Bug Report or request for assistance: I'm trying to implement a private docker registry in my organization and need multi-tenancy within my registry. Group A has access to their containers, but not Group B's for example.
The documentation implies that I can do this via Content Selectors can be used to grant access to the results of a query, kinda like a view. I've had some success, but have run into what looks like bug.
:5000. path =~ ".*spark.*"The preview of the query outputs the expected result.
Now I try docker login. I get a 403 Forbidden.
If I grant my test user the nx-repository-view-docker-*-read role, the test user can docker login to the registry and see ALL containers. (probably intentional)
The Content selector isn't limiting the access though.
HOWEVER, if I remove the nx-repository-view-docker-*-read role after a successful docker login, and leave the content selector role, the content view DOES work as intended.
Not really a workable solution, but very interesting in terms what might be missing/bugged.

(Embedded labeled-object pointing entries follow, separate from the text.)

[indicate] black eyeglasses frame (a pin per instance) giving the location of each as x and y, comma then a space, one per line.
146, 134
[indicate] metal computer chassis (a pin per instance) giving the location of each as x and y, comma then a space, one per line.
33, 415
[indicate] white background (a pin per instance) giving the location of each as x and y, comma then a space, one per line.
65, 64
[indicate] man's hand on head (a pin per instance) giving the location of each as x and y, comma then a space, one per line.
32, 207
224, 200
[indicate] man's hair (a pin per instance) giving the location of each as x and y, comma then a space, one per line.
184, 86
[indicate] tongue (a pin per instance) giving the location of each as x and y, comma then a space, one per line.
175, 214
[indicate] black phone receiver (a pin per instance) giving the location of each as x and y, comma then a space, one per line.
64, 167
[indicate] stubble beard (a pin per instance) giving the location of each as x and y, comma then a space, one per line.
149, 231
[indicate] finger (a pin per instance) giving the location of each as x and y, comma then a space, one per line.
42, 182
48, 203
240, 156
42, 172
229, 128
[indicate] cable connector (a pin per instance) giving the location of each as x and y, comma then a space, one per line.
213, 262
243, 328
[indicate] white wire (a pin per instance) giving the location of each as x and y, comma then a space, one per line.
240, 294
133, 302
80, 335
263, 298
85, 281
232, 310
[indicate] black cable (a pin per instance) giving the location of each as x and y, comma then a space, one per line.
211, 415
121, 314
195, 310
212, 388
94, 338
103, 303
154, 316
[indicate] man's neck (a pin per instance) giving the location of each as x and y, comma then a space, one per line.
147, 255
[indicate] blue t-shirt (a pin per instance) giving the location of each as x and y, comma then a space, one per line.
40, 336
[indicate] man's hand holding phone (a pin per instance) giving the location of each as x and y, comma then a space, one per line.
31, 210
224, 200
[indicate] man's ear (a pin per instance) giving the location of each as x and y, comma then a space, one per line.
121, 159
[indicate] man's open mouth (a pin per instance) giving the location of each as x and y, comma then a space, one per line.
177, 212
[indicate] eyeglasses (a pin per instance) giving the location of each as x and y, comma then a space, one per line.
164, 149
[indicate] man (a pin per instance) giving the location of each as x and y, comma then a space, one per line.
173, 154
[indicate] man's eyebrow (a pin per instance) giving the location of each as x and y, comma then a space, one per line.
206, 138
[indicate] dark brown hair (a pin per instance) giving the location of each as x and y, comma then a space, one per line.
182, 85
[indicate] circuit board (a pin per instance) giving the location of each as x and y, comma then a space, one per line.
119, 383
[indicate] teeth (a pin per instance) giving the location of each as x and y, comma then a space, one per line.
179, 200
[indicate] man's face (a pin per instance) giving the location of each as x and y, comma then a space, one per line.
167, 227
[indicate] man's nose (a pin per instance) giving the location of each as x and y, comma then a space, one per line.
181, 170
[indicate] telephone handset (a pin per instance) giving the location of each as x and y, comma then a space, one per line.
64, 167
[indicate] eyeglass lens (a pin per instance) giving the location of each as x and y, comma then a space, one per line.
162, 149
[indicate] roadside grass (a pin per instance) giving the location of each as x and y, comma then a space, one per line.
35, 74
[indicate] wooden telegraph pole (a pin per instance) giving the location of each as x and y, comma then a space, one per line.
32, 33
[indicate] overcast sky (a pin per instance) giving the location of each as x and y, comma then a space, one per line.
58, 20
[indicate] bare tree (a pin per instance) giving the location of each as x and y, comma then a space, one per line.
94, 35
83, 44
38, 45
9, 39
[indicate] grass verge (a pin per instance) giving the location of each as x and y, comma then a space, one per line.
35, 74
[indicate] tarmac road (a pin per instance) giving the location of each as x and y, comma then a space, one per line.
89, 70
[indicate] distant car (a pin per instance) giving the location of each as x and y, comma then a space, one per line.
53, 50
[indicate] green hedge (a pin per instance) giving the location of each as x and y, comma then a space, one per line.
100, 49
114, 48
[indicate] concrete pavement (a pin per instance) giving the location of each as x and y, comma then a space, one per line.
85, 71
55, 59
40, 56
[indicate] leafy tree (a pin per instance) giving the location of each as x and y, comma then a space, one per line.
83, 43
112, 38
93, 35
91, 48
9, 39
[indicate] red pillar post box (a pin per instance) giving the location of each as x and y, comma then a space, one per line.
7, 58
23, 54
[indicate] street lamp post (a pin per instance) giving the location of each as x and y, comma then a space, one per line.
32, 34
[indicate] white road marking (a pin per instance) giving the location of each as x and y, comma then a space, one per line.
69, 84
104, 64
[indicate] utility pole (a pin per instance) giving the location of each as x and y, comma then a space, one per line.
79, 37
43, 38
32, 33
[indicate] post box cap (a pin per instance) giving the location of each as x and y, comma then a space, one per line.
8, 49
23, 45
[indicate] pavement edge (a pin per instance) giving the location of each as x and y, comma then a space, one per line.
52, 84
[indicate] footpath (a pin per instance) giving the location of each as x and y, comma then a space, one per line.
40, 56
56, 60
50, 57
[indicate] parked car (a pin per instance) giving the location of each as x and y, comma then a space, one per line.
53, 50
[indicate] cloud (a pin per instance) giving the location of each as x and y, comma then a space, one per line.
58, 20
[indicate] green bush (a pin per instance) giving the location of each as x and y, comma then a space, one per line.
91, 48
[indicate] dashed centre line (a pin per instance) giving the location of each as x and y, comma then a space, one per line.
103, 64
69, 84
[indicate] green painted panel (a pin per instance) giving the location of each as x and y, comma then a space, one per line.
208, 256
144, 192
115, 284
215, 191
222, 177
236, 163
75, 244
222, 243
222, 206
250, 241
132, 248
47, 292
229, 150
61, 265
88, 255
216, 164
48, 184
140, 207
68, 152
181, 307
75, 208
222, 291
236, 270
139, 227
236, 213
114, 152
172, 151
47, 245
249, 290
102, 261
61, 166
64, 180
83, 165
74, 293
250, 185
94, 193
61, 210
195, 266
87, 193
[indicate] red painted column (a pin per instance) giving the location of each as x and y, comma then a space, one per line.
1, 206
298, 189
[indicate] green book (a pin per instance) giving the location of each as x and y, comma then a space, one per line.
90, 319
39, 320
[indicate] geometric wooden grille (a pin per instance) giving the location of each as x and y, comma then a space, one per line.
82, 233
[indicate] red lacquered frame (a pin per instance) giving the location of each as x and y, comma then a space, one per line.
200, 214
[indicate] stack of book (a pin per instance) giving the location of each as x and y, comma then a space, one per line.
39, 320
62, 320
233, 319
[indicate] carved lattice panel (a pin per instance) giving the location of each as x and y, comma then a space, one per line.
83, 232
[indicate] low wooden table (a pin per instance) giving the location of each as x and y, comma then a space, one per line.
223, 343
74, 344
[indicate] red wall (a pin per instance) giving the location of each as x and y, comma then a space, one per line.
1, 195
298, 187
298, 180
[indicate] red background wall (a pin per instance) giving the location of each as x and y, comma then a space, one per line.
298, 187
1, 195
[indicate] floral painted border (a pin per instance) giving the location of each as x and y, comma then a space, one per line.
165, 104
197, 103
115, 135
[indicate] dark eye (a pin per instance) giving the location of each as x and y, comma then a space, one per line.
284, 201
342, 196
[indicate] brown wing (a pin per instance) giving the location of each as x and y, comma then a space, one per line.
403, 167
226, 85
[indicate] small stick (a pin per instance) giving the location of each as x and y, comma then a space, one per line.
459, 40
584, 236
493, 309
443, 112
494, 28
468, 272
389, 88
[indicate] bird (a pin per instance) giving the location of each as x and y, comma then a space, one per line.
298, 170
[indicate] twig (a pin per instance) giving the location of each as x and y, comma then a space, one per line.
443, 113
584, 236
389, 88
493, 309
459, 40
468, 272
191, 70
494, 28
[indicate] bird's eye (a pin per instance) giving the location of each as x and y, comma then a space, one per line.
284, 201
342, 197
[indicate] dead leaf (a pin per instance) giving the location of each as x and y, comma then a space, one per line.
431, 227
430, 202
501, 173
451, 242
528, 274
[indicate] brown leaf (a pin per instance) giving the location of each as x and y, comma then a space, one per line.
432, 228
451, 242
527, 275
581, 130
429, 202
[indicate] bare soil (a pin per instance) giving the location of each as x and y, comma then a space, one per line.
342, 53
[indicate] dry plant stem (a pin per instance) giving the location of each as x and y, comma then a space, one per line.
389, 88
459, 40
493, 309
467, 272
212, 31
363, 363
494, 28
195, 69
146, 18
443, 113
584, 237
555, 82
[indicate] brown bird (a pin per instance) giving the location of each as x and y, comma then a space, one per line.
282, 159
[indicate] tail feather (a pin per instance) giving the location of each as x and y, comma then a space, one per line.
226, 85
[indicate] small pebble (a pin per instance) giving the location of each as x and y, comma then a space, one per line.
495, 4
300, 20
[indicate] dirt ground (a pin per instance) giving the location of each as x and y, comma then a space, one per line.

Any ideas? Am I simply doing it wrong? I found one post that indicated that the official answer is to create multiple registries on separate ports and permission them that way. Workable, but not ideal.
Short answer:
Try format == "docker" && ( path == "/v2/" || path =~ ".*spark.*" ).
Explanation:
As you noticed the problem is the docker login. This command does not work if path == "/v2/" is not specified in the content selector. This does not grant access to any containers but to the registry itself, so adding it will allow you to login. Other than that your content selector should work as expected. That's it!
Unfortunately this is not included in the documentation so far.